You're reading: Lawyers for ‘Dnipropetrovsk terrorists’ insisting on jury trial

Lawyers for the defendants in the case on bomb blasts that hit Dnipropetrovsk in April 2012 are again planning to insist that the case be considered by a jury.

 

“This article, under which Sukachov and Fedoriak [Viktor Sukachov and Vitaliy Fedoriak, defendants in the case on terrorist attacks in Dnipropetrovsk] were convicted, maximally envisages life imprisonment. Therefore, in this situation, I think that we will again raise the question of a jury trial, being guided by the provisions of the new Criminal Procedure Code,” Vitaliy Pohosian, the lawyer for defendant Dmytro Reva, said at a press conference at Interfax-Ukraine on Tuesday.


Another lawyer for Reva, Oksana Tomchuk, in turn, said that her client had been illegally detained.


“There’s not a single piece of evidence… There are no witnesses, no materials of examinations, and no facts.
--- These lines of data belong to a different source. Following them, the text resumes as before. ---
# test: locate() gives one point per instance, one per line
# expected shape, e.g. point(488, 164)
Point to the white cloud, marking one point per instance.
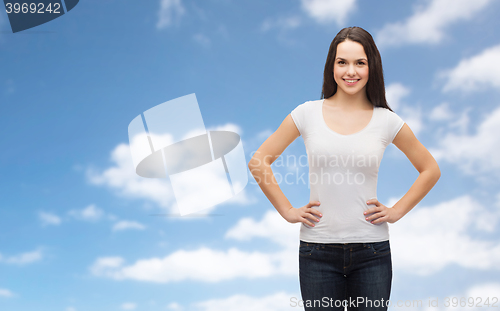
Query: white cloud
point(279, 301)
point(273, 302)
point(170, 12)
point(481, 294)
point(443, 231)
point(272, 227)
point(412, 115)
point(126, 225)
point(122, 177)
point(474, 154)
point(327, 11)
point(49, 219)
point(24, 258)
point(429, 21)
point(202, 39)
point(477, 73)
point(429, 238)
point(128, 306)
point(174, 306)
point(394, 93)
point(6, 293)
point(216, 265)
point(441, 112)
point(89, 213)
point(283, 23)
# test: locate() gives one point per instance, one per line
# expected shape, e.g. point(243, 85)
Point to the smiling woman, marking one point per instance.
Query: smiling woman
point(344, 251)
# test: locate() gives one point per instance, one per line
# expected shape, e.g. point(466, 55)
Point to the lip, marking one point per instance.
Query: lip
point(351, 84)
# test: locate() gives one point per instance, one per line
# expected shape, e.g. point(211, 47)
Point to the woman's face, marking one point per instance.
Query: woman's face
point(350, 69)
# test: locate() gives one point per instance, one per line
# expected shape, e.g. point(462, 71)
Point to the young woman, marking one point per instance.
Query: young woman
point(344, 253)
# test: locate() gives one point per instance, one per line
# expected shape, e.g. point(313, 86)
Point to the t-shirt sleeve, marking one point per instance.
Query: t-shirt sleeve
point(298, 115)
point(394, 124)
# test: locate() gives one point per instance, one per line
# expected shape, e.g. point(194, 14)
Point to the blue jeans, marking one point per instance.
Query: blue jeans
point(334, 275)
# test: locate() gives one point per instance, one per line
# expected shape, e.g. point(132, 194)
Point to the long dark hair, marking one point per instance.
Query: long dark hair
point(375, 88)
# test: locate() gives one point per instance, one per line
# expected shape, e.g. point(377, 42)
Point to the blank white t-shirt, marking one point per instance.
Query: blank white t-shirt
point(343, 171)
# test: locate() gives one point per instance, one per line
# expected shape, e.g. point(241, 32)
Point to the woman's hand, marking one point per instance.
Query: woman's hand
point(303, 214)
point(382, 213)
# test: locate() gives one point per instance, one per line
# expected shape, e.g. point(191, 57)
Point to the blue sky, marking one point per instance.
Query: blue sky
point(80, 231)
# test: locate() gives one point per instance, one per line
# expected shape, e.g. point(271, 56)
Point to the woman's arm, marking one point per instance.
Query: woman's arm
point(260, 167)
point(429, 171)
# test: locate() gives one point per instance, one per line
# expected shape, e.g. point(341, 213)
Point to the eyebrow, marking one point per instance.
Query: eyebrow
point(357, 59)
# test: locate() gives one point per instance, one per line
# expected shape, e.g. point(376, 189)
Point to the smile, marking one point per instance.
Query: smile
point(351, 82)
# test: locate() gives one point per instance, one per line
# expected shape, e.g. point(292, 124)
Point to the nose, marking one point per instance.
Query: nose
point(351, 71)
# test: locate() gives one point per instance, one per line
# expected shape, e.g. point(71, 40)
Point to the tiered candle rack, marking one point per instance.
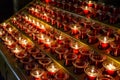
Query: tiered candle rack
point(82, 42)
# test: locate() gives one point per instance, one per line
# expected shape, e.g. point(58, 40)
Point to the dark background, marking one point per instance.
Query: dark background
point(8, 8)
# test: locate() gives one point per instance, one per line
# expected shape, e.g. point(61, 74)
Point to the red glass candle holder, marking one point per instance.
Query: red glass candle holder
point(110, 67)
point(47, 43)
point(75, 47)
point(21, 55)
point(61, 51)
point(92, 72)
point(45, 61)
point(118, 73)
point(26, 60)
point(86, 10)
point(2, 32)
point(79, 66)
point(104, 41)
point(60, 39)
point(108, 32)
point(105, 77)
point(37, 73)
point(85, 53)
point(69, 58)
point(74, 30)
point(38, 55)
point(92, 38)
point(97, 28)
point(90, 3)
point(10, 43)
point(52, 69)
point(97, 59)
point(115, 48)
point(83, 33)
point(31, 66)
point(61, 76)
point(17, 49)
point(41, 38)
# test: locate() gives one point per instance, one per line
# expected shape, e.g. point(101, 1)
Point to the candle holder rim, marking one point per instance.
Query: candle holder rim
point(83, 66)
point(41, 72)
point(65, 56)
point(117, 67)
point(89, 66)
point(104, 57)
point(66, 76)
point(101, 38)
point(106, 77)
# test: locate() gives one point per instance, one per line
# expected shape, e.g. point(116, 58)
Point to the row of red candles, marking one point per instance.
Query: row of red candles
point(23, 53)
point(83, 32)
point(33, 24)
point(95, 10)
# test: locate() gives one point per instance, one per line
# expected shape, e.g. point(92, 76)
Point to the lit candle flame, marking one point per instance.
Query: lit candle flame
point(90, 2)
point(76, 46)
point(37, 73)
point(10, 29)
point(86, 8)
point(111, 67)
point(75, 27)
point(14, 19)
point(60, 37)
point(26, 17)
point(4, 24)
point(105, 39)
point(42, 27)
point(42, 36)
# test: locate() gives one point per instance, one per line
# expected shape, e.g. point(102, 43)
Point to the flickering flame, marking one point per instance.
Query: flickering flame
point(111, 67)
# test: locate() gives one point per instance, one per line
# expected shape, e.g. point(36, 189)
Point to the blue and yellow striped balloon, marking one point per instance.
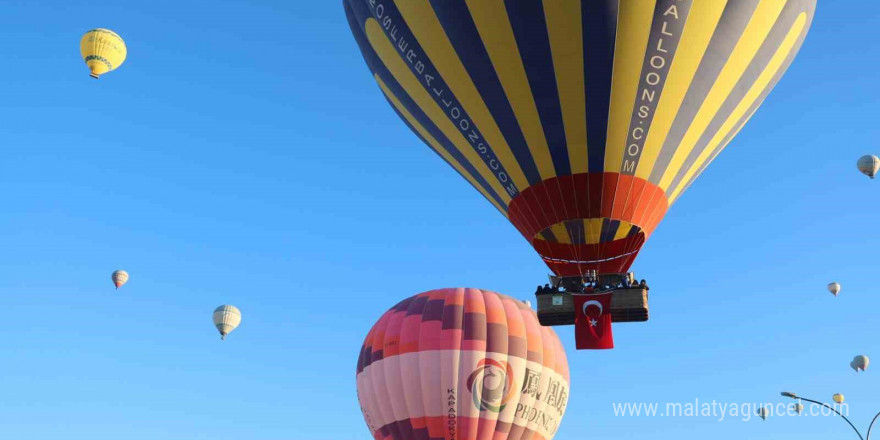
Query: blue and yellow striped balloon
point(102, 50)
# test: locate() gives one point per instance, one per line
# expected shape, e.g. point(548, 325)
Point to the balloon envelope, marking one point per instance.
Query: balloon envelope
point(119, 278)
point(869, 165)
point(226, 319)
point(465, 364)
point(834, 288)
point(580, 121)
point(102, 50)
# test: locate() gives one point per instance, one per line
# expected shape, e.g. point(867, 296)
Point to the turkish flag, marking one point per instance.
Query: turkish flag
point(592, 321)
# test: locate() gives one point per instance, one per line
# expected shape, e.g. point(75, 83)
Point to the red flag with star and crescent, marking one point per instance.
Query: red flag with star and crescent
point(592, 321)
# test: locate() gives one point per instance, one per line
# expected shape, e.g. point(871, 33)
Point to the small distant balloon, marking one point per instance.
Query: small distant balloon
point(119, 278)
point(860, 362)
point(834, 288)
point(102, 50)
point(226, 319)
point(869, 165)
point(762, 413)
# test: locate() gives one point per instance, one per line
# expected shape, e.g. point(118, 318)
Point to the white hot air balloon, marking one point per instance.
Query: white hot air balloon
point(834, 288)
point(226, 319)
point(860, 362)
point(119, 278)
point(869, 165)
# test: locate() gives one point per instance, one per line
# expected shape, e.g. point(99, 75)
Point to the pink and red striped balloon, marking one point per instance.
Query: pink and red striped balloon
point(464, 364)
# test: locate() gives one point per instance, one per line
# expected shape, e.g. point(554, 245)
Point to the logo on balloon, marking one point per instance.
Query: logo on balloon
point(492, 385)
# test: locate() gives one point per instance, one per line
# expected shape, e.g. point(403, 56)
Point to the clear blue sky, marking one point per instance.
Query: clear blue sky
point(244, 155)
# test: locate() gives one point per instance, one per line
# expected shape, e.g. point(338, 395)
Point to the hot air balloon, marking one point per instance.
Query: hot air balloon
point(226, 319)
point(869, 165)
point(465, 364)
point(119, 278)
point(860, 362)
point(762, 413)
point(580, 121)
point(102, 50)
point(834, 288)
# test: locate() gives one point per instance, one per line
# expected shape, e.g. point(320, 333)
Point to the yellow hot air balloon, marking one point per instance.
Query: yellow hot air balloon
point(102, 50)
point(582, 122)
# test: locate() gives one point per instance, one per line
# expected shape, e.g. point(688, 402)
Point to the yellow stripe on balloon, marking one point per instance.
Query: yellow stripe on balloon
point(565, 30)
point(698, 30)
point(493, 25)
point(754, 92)
point(432, 142)
point(622, 230)
point(593, 228)
point(398, 68)
point(426, 27)
point(756, 31)
point(633, 28)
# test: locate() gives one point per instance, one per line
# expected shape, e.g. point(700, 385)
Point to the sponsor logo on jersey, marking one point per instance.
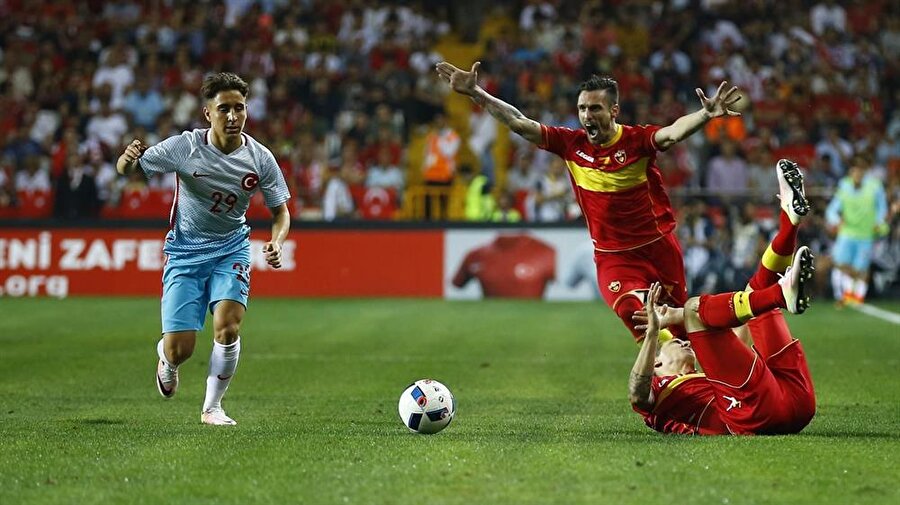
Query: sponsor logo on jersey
point(249, 182)
point(734, 402)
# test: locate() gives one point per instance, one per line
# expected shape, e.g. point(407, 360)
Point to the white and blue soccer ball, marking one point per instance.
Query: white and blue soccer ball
point(426, 406)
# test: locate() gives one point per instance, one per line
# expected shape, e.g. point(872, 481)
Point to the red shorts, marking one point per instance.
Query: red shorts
point(631, 272)
point(776, 395)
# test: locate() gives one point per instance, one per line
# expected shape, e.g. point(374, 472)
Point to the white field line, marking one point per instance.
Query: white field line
point(884, 315)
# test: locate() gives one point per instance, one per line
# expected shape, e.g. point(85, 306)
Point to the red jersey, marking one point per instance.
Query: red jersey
point(617, 184)
point(684, 404)
point(514, 266)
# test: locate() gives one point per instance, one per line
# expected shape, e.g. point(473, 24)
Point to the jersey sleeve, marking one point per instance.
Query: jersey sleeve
point(166, 156)
point(556, 139)
point(271, 181)
point(647, 138)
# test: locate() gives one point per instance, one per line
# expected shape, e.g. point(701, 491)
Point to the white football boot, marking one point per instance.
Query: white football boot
point(166, 379)
point(793, 282)
point(790, 190)
point(216, 417)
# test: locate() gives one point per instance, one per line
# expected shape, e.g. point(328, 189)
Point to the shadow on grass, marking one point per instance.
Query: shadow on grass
point(98, 421)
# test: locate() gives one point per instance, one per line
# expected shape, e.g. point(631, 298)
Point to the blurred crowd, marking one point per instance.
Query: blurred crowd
point(340, 89)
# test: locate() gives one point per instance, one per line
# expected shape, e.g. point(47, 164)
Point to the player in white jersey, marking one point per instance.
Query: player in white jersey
point(208, 244)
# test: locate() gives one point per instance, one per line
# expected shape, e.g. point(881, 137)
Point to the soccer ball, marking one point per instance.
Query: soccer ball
point(426, 406)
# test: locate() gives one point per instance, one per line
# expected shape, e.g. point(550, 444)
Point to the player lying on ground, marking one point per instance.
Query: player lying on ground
point(612, 168)
point(208, 244)
point(742, 391)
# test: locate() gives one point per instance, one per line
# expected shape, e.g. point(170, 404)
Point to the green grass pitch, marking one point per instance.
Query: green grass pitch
point(541, 388)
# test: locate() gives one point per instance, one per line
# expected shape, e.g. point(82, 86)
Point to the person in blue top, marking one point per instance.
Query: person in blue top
point(208, 244)
point(858, 211)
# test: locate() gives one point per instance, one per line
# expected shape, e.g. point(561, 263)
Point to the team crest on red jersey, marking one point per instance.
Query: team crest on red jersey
point(249, 182)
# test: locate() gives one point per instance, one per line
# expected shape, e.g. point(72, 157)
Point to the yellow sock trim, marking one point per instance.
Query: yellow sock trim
point(741, 302)
point(776, 262)
point(664, 336)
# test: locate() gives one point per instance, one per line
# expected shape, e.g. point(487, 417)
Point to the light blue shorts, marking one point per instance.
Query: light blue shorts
point(855, 253)
point(190, 290)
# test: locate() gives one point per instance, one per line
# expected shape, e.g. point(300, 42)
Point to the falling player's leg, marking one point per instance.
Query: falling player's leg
point(728, 310)
point(747, 394)
point(794, 206)
point(230, 289)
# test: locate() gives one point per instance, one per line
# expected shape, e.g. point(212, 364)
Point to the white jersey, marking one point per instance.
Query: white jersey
point(212, 192)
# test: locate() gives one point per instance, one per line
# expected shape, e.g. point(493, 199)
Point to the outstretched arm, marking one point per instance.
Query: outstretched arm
point(466, 83)
point(719, 105)
point(281, 224)
point(129, 158)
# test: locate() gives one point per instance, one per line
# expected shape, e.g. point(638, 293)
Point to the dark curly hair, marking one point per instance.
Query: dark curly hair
point(223, 81)
point(602, 83)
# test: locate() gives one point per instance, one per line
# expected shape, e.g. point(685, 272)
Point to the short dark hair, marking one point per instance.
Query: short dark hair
point(214, 84)
point(602, 83)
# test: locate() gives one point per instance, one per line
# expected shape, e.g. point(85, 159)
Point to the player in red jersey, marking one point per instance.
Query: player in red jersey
point(764, 390)
point(612, 168)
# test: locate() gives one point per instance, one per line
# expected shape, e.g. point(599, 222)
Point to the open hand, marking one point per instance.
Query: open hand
point(720, 104)
point(648, 318)
point(461, 81)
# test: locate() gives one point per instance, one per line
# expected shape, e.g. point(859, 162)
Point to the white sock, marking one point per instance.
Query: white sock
point(861, 288)
point(837, 283)
point(161, 352)
point(222, 363)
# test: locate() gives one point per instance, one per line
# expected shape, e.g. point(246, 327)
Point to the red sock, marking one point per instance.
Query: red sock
point(729, 310)
point(785, 240)
point(626, 308)
point(778, 256)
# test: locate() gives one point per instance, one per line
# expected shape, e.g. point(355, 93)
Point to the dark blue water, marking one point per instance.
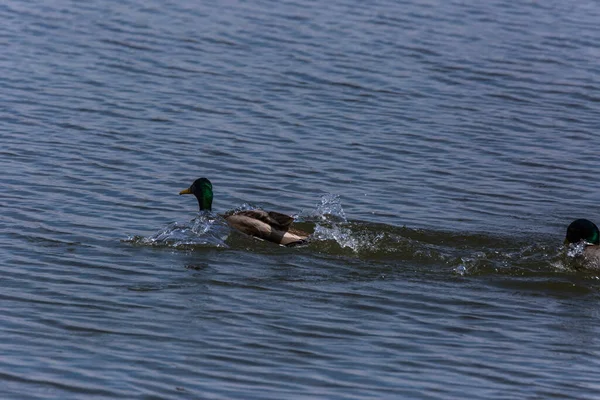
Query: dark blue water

There are only answers from the pre-investigation department, which were given by the task force as evidence of Reva’s involvement in the April 27 bombings,” she said.


In addition, Tomchuk said that on November 22, the Shevchenkivsky District Court of Kyiv is to consider her appeal against the First National TV Channel. The lawyer said that she would insist on the untruthfulness of a film about “Dnipropetrovsk terrorists,” which was aired by the channel and in which “the facts are not just twisted, they simply don’t reflect reality.”


Tomchuk also said that she had filed a lawsuit at the Pechersky District Court of Kyiv against the Prosecutor General’s Office regarding its inactivity. She said that the issue concerned falsified evidence of Reva’s alleged involvement in organizing terrorist attacks.


“This is a call made from Reva’s phone by a [police] officer, and a further report that Reva tried to warn Sukachov that the searches were conducted and give him an opportunity to avoid being brought to account. This, in our opinion, is a falsification that formed the basis of charges brought against him,” the lawyer said, adding that the prosecutor’s office did not respond to a respective statement submitted by lawyers.


Earlier, the press center of the Security Service of Ukraine (SBU) reported that 228 examinations had been conducted as part of this case, 59 searches had been carried out, with over 300 witnesses and over 1,500 people questioned.


On April 27, 2012, four explosions occurred in a one-hour span in Dnipropetrovsk, injuring 31 people, including 10 teenagers, 26 victims were hospitalized. All the explosive devices were planted in concrete trash containers.


SBU investigators are probing the criminal case opened by prosecutors on terror charges.


On May 31, senior officials in the Interior Ministry and the Prosecutor General’s Office stated that two suspects had been arrested for allegedly demanding $4.5 million, otherwise they threatened to continue the explosions. It emerged on June 1 that four people were arrested. All of them have been remanded in custody by the court while the investigation is ongoing.


It was found later that one of them, Viktor Sukachov, is a senior political science professor at the National University of Dnipropetrovsk, and the second one, Vitaliy Fedoriak, is an assistant professor of political science.